Advances in our understanding of subduction fluxes have been enabled by a combined approach of geophysical modeling and geochemical measurements. For example, numerical models predict variable slab temperatures beneath arc volcanoes that appear to be related to individual volcano or arc-averaged lava compositions. This approach is complicated, however, by the possibility that liquids generated within the slab (aqueous fluids, hydrous melts, or supercritical liquids) do not migrate vertically from their point of origin (where the slab dehydrates or melts), which means that the slab materials sampled by an arc volcano could have been extracted from the slab across a large range of pressures and temperatures. It is also possible that slab liquids are unevenly distributed in the mantle along arc fronts.

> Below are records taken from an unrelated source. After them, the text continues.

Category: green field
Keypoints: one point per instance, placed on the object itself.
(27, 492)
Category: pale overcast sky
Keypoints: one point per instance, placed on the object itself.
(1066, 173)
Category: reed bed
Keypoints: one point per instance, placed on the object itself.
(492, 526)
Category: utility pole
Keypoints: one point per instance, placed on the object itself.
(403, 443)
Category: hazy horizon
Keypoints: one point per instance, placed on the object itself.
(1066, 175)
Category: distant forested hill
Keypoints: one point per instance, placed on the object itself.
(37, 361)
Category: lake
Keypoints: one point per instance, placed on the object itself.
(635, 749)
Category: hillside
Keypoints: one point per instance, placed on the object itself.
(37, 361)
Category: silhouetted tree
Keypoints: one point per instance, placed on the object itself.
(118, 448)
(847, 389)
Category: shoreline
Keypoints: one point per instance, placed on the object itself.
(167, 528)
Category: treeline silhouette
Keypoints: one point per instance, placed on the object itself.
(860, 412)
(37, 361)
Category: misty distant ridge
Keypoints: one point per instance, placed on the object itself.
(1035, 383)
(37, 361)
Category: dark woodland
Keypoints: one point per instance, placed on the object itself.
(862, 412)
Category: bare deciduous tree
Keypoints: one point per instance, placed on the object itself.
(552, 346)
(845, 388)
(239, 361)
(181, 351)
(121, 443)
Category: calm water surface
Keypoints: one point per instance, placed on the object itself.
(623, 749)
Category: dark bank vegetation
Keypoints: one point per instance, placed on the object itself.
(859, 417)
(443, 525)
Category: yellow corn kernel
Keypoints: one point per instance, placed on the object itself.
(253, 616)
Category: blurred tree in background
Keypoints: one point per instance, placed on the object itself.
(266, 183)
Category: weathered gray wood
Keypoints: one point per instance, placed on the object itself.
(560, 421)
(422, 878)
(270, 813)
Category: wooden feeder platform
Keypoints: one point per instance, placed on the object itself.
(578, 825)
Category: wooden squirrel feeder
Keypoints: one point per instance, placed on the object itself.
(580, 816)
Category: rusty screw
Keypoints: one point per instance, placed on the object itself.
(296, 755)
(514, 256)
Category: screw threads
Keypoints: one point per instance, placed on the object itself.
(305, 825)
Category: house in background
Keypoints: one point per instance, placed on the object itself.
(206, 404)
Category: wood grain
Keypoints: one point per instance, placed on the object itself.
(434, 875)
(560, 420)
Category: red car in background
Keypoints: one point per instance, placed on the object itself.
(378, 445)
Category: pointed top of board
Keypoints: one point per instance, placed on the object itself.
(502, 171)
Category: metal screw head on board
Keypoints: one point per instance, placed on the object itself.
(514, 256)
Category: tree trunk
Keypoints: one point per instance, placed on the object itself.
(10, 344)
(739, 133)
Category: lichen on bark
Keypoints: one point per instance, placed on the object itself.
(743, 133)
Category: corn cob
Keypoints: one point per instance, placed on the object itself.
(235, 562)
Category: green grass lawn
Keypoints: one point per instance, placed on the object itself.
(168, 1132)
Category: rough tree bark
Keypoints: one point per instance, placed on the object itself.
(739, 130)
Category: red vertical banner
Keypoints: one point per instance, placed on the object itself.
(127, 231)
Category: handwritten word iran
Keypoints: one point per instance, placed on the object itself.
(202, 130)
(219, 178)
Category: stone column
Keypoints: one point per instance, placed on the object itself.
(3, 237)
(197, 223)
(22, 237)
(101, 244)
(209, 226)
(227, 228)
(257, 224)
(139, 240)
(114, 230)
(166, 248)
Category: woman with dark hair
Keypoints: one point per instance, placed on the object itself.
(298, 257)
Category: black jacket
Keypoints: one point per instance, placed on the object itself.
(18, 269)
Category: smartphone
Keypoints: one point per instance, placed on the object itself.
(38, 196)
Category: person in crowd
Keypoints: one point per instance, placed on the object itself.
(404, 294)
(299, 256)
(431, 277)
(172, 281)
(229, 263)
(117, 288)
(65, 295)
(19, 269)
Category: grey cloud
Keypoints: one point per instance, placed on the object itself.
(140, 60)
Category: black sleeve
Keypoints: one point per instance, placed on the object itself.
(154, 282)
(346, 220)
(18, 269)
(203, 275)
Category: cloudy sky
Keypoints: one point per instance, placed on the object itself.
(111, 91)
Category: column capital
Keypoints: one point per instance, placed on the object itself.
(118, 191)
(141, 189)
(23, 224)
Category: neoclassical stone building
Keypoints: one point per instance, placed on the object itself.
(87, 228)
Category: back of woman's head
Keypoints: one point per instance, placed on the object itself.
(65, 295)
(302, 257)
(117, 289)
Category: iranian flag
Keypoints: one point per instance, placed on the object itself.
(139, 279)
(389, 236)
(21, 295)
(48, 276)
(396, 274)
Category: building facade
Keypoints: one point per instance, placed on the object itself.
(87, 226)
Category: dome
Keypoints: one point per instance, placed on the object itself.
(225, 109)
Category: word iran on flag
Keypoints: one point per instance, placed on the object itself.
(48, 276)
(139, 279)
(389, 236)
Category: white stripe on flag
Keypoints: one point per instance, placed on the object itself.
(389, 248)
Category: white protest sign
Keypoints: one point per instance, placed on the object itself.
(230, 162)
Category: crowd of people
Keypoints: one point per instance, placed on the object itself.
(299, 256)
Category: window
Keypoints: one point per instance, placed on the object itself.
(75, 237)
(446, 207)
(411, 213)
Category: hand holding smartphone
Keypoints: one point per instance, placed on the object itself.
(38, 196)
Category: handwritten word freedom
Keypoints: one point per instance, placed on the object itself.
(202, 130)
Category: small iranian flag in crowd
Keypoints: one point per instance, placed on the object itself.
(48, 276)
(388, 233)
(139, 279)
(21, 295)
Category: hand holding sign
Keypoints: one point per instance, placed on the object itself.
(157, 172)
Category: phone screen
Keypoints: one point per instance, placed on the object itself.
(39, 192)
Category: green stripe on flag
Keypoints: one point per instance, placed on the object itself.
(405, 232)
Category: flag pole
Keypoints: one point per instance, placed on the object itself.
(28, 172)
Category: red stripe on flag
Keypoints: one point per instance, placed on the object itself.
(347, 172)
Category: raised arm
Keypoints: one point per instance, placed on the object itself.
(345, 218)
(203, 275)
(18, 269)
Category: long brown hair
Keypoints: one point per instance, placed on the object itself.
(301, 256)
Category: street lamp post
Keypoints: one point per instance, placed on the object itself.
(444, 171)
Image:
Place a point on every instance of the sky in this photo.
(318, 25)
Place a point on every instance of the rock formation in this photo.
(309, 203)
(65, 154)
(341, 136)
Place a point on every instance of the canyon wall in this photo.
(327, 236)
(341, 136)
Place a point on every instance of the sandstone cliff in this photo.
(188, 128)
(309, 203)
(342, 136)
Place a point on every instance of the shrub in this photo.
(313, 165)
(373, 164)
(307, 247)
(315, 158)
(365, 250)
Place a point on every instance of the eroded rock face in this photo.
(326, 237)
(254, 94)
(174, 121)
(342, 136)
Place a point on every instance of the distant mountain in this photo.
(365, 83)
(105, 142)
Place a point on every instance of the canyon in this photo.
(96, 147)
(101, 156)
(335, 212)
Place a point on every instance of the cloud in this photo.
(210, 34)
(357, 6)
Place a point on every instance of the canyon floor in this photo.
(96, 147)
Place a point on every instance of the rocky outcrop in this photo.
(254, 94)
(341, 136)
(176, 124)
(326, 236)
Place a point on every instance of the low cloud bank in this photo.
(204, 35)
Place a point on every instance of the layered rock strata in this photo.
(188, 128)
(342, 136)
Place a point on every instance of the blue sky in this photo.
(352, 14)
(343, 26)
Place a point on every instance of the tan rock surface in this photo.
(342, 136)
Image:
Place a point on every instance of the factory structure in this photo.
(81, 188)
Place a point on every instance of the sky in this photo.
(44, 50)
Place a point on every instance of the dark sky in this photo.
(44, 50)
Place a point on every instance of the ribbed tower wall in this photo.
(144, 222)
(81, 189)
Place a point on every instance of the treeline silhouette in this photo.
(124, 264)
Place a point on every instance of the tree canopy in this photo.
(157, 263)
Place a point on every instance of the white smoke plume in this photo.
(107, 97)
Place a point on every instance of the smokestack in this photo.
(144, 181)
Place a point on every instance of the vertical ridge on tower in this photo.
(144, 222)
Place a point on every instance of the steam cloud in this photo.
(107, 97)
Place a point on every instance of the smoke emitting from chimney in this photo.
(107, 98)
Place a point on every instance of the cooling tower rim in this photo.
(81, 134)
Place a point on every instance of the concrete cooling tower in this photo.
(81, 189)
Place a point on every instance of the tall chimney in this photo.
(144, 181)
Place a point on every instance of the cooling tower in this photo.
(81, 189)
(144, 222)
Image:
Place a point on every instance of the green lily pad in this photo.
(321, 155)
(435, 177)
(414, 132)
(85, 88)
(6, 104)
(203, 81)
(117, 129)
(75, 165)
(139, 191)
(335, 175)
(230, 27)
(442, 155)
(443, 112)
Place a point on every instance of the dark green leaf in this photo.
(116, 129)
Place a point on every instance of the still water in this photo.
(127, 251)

Boron (B) data can help constrain slab transport pathways because subducting materials have high B abundances with unique isotope compositions that partition strongly into liquid phases. Here, we present B isotope and trace element measurements of olivine-hosted melt inclusions sampled from a region spanning ~900km along and ~200km across Chile and Argentina. We found remarkable regional correlations that: (1) appear to require mixing between the mantle and a homogeneous slab component, which is contrary to the expectation that the B isotope composition of the slab should progressive change; (2) slab overprinting of the mantle source is generally reduced away from long-lived arc-front stratovolcanoes, even along the arc front. These observations indicate that slab liquids generated across a large depth range are subsequently homogenized and focused both parallel and perpendicular to the trench, creating an associated variation in magma flux that accounts for intermittent stratovolcano spacing within a narrow arc front. Similar geochemical behavior is apparent using data from other arcs. We present a conceptual model to account for along-arc focusing as the consequence of a multi-stage process that begins with solid-state upwelling of buoyant material that is periodic with along-arc distance on the slab surface. Liquids emerging from the slab are then deflected by the solid upwellings and their sloped porosity gradients. Melt extraction from the slab surface leaves behind a dense residual assemblage that prevents the formation of long-lived diapirs.